I'd only just started reading your blog a couple of months before this event - but strangely - you were one of the first people I worried about when I heard the news. I'm really pleased to see you posting again with the same sense of humour, albeit a little reserved in respect.
Kia Kaha

Molly said...

Good to hear from you, our 'Christchurch Correspondent'. Been feeling so shit for all of you this week :(
And water restrictions? Shaving your legs in a bucket? Drinking all days of the week? Essential shisha pipe? You're ready for Africa baby!

Em said...

That was just right :)

I couldn't stop laughing when you described what the 'essentials' were from your friend's flat. Bacon, yes!
So happy you're still shaving your legs. Best you drink after though - think safety.
Take best care of yourself and, hopefully not sounding weird, there's a spare room in Auckland if you need a break (not that you'd want to go past Picton).

Sarah-Rose said...

Gallows humour is always a winner with me.
And the one thing that I've been amazed by in all of the CHCH coverage is the resilience of the people, the ability to keep on and retain a sense of humour.
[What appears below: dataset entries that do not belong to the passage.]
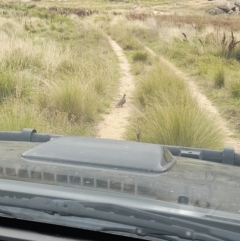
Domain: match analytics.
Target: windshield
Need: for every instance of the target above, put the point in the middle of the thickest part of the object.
(132, 75)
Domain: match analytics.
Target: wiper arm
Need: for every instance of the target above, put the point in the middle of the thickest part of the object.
(148, 224)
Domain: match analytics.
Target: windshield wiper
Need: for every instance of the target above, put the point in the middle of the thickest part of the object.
(145, 223)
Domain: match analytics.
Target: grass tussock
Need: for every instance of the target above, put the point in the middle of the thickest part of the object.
(54, 80)
(140, 56)
(219, 77)
(235, 89)
(198, 45)
(167, 114)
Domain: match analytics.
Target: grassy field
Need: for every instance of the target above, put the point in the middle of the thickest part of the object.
(59, 73)
(206, 48)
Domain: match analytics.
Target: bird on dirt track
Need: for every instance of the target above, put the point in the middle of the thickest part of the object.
(122, 101)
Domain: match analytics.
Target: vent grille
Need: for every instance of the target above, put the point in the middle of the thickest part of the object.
(75, 181)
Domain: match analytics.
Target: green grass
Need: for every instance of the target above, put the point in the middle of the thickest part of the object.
(219, 77)
(55, 80)
(167, 114)
(199, 55)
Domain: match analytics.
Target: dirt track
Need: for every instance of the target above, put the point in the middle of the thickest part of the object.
(114, 124)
We really must find out about the cows though.

Christina said...

Great post :) It's definitely at the "if I don't laugh I'll cry" stage. On Saturday night our flat had two extra flatmates because one had a hysterical flatmate and needed a break (yes, not having water and sewerage sucks, but no, you won't actually die from shame if you use a portaloo, people are dead, please don't make this ALL ABOUT YOU), and the other had just evacuated from his home.
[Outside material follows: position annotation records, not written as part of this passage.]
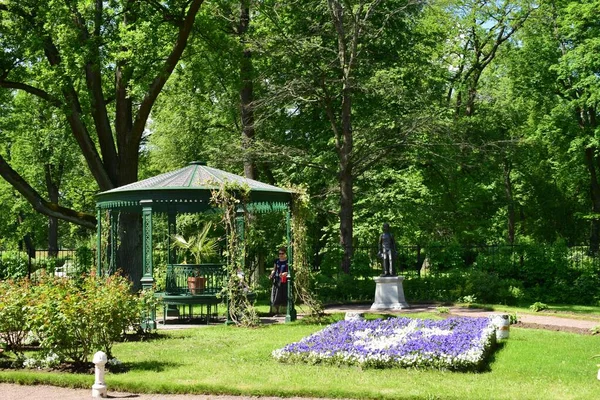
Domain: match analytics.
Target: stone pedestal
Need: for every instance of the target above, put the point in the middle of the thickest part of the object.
(389, 294)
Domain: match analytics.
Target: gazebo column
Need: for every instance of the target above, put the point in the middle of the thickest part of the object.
(98, 241)
(172, 227)
(291, 310)
(240, 250)
(147, 278)
(114, 231)
(149, 321)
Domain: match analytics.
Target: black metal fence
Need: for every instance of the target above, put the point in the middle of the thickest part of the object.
(21, 263)
(414, 260)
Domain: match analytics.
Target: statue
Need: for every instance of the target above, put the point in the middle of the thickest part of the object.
(387, 250)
One of them mentioned that the news had been talking about how the army "liberated" food from one of the closed supermarkets, and how amazing that was. We all burst into laughter at the idea of the army sneaking up on the food and busting it from the cruel, tyrannical clutches of the prison I mean supermarket shelves. It's the little things.

We've also gone through an entire bottle of Baileys in like, 2 days. Time for a top up?

slommler said...

Resilience and humor!!! Good things for sure!! Glad to see you have both and going strong!!
Loved your essentials list...the pipe had me laughing out loud!!!
Take care now and keep us posted!!

Vancouver's Enviro Girl said...

Your blog and twitter were the first I checked to make sure you were OK. And I am glad you are coping so well, and that your very-trademark humour is still intact :)

Also, one of your first tweets about having room at your place, as long as people understood that Charlie would bark at each aftershock because he was "looking" for the quake? CLASSIC! I'm still giggling at it.

Nadine said...

I just saw your letter on The Bloggess. Wow. I've never come across your work before, but big hugs and love from the North Island.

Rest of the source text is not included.